Oxyprenyl–chalcones as antibacterial hits: design of experiments-optimized synthesis, antibacterial evaluation, early drug-like profiling and biodegradability prediction

The escalating threat of antimicrobial resistance (AMR) compels the development of novel antibiotics with broad spectrum activity and environmentally responsible degradation profiles. Chalcones, naturally occurring 1,3-diaryl-2-propen-1-ones, have emerged as promising scaffolds due to their pleiotropic bioactivity and structural tunability.

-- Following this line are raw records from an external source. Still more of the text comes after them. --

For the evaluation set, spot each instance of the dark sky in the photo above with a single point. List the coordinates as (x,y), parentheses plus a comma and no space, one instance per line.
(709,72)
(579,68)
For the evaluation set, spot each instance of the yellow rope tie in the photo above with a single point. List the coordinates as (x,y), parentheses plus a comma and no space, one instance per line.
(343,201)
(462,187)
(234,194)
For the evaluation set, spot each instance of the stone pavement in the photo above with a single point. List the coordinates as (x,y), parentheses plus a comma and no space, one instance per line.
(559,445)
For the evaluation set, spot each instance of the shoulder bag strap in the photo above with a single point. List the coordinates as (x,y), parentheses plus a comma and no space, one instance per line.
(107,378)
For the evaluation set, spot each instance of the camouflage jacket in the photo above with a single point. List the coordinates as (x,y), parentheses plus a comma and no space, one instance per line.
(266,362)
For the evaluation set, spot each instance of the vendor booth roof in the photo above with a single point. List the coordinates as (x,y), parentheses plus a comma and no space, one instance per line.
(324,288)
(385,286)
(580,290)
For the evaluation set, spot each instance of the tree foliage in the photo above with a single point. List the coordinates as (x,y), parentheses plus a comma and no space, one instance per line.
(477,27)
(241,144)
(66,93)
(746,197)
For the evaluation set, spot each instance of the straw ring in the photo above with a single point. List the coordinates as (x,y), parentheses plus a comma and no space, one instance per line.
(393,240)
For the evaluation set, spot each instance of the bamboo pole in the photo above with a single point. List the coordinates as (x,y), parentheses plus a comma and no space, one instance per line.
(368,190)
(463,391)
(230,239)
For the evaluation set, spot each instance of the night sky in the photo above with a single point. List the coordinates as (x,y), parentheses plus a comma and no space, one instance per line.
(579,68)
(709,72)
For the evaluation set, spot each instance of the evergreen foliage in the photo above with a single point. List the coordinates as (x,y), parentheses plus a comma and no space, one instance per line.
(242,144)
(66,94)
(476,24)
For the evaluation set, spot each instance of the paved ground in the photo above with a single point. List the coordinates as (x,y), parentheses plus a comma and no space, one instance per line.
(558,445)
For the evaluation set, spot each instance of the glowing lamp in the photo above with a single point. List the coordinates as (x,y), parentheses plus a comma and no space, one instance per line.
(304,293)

In this study, we explored the synthesis and functionalization of oxyprenylated chalcones as potential antibacterial compounds and explored their functionalization with protonatable moieties to enhance their affinity for bacterial membranes and their solubility properties. Starting from hydroxycordoin 1a, we synthesized a series of isomeric and hydroxy derivatives, with the aim of studying their structure–activity relationships, and based on the initial results we further modified their structure by including protonatable side chains. A key synthetic step was optimized using a design of experiments (DoE) approach, promoting resource efficiency in line with Green Chemistry principles. The antibacterial properties of the synthesized compounds were evaluated in vitro against Gram-positive and Gram-negative strains, their toxicological profiles and predicted environmental biodegradability were also assessed. These multifunctional chalcone derivatives demonstrate potential as effective and sustainable antimicrobial agents and the benzofuran derivative 20, the most potent compound of the series, could represent an interesting compound for further optmization.